BiomeSurvey

class BiomeSurvey(assembiles=None, *args, aggfunc='mean', groupby='label', **kwargs)[source]

Assembly-like Survey class for merging instances of BiomeAssembly

This class performs merging/pooling of _multiple independent studies or instances of EssentialBackboneBase (essentials) into single instance of BiomeAssembly -like class BiomeSurvey.

Parameters
  • assembiles (Optional[Sequence[pmaf.biome.assembly._assembly.BiomeAssembly]]) – essentials to pool.

  • *args – Unpacked essentials to pool. (Convenience)

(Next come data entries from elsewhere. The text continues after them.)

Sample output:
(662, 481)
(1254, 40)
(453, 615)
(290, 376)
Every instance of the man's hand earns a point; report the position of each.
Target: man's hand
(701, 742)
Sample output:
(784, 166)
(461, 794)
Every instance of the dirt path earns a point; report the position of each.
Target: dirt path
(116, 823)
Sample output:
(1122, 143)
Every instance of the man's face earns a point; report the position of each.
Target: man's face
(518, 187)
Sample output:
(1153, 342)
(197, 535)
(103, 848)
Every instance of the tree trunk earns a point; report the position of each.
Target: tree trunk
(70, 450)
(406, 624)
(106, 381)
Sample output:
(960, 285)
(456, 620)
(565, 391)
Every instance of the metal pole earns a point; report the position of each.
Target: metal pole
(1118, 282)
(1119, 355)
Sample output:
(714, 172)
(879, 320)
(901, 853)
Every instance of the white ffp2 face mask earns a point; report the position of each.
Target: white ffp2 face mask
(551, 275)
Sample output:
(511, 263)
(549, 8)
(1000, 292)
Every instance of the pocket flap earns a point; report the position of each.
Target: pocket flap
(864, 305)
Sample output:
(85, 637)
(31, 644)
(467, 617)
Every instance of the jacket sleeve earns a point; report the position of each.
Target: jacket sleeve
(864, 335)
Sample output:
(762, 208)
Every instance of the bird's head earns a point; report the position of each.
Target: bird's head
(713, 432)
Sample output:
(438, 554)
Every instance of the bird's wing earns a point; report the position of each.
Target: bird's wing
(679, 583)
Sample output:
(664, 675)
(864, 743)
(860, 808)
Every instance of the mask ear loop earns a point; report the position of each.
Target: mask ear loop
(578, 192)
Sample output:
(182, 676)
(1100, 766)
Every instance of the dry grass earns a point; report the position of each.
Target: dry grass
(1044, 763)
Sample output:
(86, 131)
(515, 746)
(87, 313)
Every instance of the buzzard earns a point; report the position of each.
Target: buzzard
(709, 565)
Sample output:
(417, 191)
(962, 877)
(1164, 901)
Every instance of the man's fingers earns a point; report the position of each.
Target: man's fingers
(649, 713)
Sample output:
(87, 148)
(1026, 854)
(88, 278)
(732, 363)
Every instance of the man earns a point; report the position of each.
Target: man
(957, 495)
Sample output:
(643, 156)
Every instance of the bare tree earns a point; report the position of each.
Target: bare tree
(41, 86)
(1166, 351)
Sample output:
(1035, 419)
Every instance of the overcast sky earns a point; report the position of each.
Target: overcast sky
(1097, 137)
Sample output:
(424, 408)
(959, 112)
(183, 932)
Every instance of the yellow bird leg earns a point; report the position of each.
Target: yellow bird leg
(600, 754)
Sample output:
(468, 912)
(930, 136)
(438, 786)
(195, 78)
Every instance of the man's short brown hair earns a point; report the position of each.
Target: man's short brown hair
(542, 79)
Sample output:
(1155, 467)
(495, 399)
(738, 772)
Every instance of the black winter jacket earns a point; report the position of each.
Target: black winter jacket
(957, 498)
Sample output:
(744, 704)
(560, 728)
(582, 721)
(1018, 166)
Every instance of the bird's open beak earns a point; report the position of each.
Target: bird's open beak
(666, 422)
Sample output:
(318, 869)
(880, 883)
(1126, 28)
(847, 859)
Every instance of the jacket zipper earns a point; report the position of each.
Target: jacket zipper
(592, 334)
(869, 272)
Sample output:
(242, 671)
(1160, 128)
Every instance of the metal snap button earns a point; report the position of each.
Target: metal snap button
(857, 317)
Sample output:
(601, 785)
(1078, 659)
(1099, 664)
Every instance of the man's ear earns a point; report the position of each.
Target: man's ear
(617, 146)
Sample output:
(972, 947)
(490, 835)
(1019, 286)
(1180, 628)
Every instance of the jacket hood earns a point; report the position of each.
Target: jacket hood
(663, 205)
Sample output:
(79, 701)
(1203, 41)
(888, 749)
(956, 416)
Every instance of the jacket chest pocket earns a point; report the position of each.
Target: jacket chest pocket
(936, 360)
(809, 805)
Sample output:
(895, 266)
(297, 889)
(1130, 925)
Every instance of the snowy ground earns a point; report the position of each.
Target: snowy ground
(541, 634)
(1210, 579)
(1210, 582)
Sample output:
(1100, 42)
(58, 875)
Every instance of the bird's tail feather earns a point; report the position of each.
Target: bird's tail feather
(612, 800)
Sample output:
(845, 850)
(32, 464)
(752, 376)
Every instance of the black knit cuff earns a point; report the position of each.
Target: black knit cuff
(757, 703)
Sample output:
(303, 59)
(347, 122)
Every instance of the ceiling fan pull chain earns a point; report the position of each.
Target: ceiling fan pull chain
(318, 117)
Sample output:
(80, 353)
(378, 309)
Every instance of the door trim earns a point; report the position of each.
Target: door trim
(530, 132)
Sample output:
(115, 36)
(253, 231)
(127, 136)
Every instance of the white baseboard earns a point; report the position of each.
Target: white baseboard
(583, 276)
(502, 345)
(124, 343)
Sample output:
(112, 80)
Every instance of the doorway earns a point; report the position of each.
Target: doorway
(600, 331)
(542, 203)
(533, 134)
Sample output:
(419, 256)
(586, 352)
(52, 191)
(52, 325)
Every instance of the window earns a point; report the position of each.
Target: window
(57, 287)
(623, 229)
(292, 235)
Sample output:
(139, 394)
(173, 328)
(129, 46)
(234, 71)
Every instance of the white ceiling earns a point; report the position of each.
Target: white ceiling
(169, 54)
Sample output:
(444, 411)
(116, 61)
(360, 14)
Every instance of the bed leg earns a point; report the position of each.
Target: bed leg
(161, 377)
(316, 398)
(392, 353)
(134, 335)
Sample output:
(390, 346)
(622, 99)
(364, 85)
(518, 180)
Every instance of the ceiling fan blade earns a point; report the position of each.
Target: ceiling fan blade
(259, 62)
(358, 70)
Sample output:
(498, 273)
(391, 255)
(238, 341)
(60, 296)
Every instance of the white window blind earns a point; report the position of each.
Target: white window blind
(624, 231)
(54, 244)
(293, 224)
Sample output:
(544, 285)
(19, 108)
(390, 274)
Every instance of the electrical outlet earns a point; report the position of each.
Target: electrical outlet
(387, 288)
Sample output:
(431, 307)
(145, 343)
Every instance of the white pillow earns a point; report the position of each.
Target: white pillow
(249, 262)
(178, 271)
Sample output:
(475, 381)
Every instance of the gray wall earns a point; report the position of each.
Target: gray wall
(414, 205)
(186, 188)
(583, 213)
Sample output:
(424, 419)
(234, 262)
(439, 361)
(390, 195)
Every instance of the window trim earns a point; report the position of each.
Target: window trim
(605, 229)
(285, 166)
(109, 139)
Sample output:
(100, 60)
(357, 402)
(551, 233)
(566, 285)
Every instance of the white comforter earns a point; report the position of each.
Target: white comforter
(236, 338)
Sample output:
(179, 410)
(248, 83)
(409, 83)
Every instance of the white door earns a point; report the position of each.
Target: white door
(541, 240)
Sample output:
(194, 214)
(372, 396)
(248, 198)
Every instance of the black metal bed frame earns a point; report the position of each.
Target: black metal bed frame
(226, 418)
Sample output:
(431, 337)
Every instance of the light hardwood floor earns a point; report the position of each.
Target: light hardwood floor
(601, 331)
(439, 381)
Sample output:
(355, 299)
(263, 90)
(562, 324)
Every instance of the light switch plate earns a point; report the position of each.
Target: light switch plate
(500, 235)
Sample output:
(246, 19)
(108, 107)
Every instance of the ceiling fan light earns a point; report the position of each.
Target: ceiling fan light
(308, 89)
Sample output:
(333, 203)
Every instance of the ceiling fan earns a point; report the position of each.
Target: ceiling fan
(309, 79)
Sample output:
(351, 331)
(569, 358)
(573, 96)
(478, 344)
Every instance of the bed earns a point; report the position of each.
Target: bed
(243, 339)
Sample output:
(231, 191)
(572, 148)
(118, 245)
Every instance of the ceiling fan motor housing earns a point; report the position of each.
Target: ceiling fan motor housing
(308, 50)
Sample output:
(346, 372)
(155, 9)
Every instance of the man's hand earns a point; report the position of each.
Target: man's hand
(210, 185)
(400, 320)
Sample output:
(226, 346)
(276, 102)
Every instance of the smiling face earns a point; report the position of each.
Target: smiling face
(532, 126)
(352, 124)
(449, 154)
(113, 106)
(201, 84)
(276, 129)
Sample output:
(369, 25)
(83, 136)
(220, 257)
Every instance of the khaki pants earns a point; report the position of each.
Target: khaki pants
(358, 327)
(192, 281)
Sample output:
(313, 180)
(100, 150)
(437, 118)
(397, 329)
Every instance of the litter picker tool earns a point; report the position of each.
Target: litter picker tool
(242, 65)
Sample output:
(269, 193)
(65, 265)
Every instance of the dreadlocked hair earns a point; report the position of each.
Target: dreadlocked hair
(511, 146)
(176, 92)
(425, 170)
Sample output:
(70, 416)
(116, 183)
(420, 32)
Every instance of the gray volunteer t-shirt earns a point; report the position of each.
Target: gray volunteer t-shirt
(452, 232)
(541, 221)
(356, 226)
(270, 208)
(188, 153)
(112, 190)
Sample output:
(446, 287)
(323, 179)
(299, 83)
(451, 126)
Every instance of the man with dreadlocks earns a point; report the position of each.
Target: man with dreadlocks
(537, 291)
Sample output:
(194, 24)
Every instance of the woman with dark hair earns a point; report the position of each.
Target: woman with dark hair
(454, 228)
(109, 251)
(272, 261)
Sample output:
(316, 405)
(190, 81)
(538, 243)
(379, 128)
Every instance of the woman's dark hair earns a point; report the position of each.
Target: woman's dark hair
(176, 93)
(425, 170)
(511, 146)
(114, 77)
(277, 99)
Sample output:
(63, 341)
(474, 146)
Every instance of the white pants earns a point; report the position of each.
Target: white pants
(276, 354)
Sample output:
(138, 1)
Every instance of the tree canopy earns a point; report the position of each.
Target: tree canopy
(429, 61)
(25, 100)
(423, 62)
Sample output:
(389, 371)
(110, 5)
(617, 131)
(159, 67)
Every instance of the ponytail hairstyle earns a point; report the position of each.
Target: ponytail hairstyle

  • aggfunc (Union[str, Callable, Tuple[Union[str, Callable], Union[str, Callable]], Dict[Union[str, int], Union[str, Callable, Dict[Optional[pmaf.biome.essentials._metakit.EssentialBackboneMetabase], Union[str, Callable]]]]]) – Aggregation method. Parameter take _multiple variations of aggregation approach. If str or Callable then aggfunc will be applied to both axes(feature and sample) and any essentials regardless of its type. To apply aggregation for each axis separately use tuple (for example, aggfunc=(‘sum’, ‘mean’)) where first aggregation method refers to feature axis and second to sample axis. To apply more complex aggregation use Dict type, where keys refer to axis like 0/feature for feature axis or 1/sample for sample axis. Values of the dictionary can refer to two approaches. First is when values are simply str or Callable, which is similar to using tuple. Second, is when using values with type Dict where dictionary values are str or Callable refer to aggregating function and keys are types or class of essentials (must have base abstract class EssentialBackboneMetabase ). Using this method each type of essential will be processed differently among instances of assemblies. Lastly, when using approach like Dict[axis, Dict[essential-type,*agg-func*]] using None for one of essential-type keys will assume that it refers to all remaining-types.

  • groupby (Union[str, Tuple[str, str], Dict[Union[int, str], str]]) – Grouping method. Parameters take _multiple variations similar to aggfunc. Variations are same as aggfunc with exception that values can be either label for both feature-axis or sample-axis like groupby=’label’ or groupby=(`label`, `label`) , or taxonomy for feature-axis only. Grouping by taxonomy will merge features with same consensus lineage.

  • **kwargs – Compatibility

  • args (Any) –

  • kwargs (Any) –

Attributes

assemblies

Tuple of surveyed assemblies.

controller

EssentialsController of essentials

essentials

List of essentials

metadata

The essential instance metadata.

name

The essential instance name.

shape

Return the shape/size of the essential instance.

xrid

Feature identifiers.

xsid

Sample identifiers.

Methods

copy()

Copy of the instance.

get_feature_ids([dtype])

This function and its sample twin is a rescue method to fix RepPhylogeny index problem.

get_sample_ids([dtype])

This function and its sample twin is a rescue method to fix RepPhylogeny index problem.

to_assembly()

Converts to the BiomeAssembly instance.